Limbah bahan berbahaya dan beracun menumpuk di Batam. Penyebabnya, perbaikan mekanisme tata kelola pengiriman tak kunjung rampung.
BATAM, KOMPAS Sebanyak 18.711 ton limbah bahan berbahaya dan beracun menumpuk di Batam, Kepulauan Riau, akibat perbaikan mekanisme tata kelola pengiriman yang tidak kunjung rampung. Menurut rencana, tata kelola pengiriman limbah B3 akan menggunakan sistem elektronik terintegrasi agar bisa dipantau semua pihak terkait.

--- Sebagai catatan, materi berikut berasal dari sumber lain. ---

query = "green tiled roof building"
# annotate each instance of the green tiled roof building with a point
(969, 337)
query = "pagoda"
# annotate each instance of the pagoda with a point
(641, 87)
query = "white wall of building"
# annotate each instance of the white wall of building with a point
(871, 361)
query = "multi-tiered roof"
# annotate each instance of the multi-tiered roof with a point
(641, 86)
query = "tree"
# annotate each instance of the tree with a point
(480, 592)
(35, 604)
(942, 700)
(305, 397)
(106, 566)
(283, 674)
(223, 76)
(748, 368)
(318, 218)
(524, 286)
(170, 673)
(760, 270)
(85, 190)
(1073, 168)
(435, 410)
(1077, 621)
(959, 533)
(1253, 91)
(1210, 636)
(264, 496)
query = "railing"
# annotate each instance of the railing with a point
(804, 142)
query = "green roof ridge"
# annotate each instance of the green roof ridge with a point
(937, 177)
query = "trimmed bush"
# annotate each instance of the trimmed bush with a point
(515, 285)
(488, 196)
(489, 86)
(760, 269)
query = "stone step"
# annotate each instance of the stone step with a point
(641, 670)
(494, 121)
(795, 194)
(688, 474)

Kepala Dinas Lingkungan Hidup (DLH) Kota Batam Herman Rozie, Kamis (16/5/2019), mengatakan, pengiriman limbah B3 dari Batam ke daerah lain sejak 28 Januari dihentikan sementara. Hal itu menyusul temuan pengiriman limbah B3 yang tidak sesuai jumlah dan jenisnya dengan yang tercantum di manifes atau daftar isi muatan.

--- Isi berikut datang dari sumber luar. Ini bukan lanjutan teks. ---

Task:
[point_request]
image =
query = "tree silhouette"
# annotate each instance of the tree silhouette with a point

Berdasarkan data DLH Kota Batam, pada 2018 ada 329 perusahaan penghasil limbah B3. Total volume limbah B3 sampai 140.901 ton per tahun. Sebagian limbah ditampung di Kawasan Pengelolaan Limbah Industri (KPLI) di Kabil, sekitar 20 kilometer dari pusat kota.
”Tidak semua jenis limbah B3 bisa dikelola di KPLI. Limbah copper slag, sludge oil, slop oil, dan jenis limbah B3 lain harus dikirim ke luar pulau untuk diolah. Beberapa jenis limbah B3 itulah yang sekarang menumpuk hingga 18.711 ton,” ujar Herman.
Selain di KPLI, penumpukan limbah B3 terjadi di 340 tempat penampungan sementara (TPS) milik perusahaan penghasil dan pengelola limbah. Hal ini membuat sejumlah pelaku industri resah dan melayangkan protes kepada pemerintah.
Wakil Ketua Koordinator Himpunan Kawasan Industri (HKI) Kepulauan Riau Tjaw Hioeng mengatakan, sejumlah perusahaan penghasil limbah B3 berencana menambah jumlah TPS karena tumpukan limbah semakin menggunung. Hal ini karena KPLI sudah penuh dan tidak bisa lagi menampung tambahan limbah B3.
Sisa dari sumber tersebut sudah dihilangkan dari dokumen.